Tuesday, December 8, 2009

The evolution of Google, and application delivery.

Things are evolving rapidly.  

Google continues to acquire companies and, by taking advantage of technology they have acquired (and improved upon) offer unique search services to the public.  It is this continually operating "idea factory" that allows such concepts as Google Wave and voice search to get to market so quickly.  From internal user testing to small focus groups, to dropping the application on Google's massive network of data centers, you have a testing mechanism that is at a scale unavailable in traditional software development models.  

Certainly, many people in the corporate world are still wary of "the cloud" and for that matter, Google as a real enterprise player.  But that doesn't change the methodology in which Google delivers their applications to the marketplace.  

Early this morning, I tried to scan my memory for an application Google launched for the enterprise that was not already available publicly.  Mail, calendar, docs, search, all these applications were first publicly available and by being publicly available (and free), you have a testing process on a large scale in permutations that cannot be imagined.  In other words, Google can throw a ton of internal, grid-based tests at applications before they go to public Beta, but they cannot predict the interesting ways people will use these applications.  And, if something becomes VERY interesting to Google, it is incorporated into the product directly, automatically, for free.  

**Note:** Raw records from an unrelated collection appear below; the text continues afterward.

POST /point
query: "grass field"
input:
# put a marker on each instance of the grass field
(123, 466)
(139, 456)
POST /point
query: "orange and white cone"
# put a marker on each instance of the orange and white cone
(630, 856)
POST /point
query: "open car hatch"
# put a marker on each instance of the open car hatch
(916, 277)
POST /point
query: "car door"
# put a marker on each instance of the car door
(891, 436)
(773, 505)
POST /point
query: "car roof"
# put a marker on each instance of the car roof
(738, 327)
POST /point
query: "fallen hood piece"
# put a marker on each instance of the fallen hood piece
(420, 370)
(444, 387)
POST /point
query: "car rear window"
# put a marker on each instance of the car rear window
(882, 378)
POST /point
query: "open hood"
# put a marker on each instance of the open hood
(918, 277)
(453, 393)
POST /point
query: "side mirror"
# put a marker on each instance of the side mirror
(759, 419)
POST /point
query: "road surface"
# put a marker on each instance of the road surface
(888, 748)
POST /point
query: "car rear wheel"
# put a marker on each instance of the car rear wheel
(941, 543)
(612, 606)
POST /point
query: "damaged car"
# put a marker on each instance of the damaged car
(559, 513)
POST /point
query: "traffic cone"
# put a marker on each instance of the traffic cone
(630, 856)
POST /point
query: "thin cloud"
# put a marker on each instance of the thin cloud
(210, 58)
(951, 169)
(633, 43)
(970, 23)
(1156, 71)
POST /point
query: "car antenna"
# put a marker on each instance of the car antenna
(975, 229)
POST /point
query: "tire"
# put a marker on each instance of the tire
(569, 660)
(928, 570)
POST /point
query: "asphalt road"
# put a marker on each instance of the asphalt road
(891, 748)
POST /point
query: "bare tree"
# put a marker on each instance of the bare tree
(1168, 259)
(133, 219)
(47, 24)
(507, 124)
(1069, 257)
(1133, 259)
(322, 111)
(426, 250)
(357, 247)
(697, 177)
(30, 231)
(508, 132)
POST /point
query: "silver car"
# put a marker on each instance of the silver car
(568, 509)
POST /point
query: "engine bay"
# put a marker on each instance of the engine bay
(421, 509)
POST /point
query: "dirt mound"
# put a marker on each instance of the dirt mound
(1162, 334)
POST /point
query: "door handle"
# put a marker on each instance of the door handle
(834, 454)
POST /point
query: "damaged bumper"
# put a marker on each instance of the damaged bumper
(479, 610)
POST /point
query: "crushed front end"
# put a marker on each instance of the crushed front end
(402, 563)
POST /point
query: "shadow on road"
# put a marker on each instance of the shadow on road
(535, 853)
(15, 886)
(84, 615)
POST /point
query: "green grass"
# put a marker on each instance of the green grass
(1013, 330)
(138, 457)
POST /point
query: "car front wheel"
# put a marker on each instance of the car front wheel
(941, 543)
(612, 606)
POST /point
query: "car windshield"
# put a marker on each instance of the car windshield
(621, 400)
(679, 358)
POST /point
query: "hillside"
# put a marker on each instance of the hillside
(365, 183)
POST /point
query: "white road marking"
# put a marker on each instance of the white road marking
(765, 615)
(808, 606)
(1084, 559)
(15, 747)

So while I understand the lack of trust many enterprise IT folks have for Google, it's hard to challenge the delivery model.  Cloud applications, software-as-a-service, on-demand, what it's called is irrelevant.  What is relevant is how companies and users benefit from massively scalable applications tested across large permutations of use cases in the public domain.  This, combined with Google's approach to constant product evolution (without downloading and installing patches or service packs), lifts IT out of the doldrums of keeping the lights on, and into the the next era of enterprise innovation.  

Focus on your core business, farm everything else out to the cloud.  It just makes sense.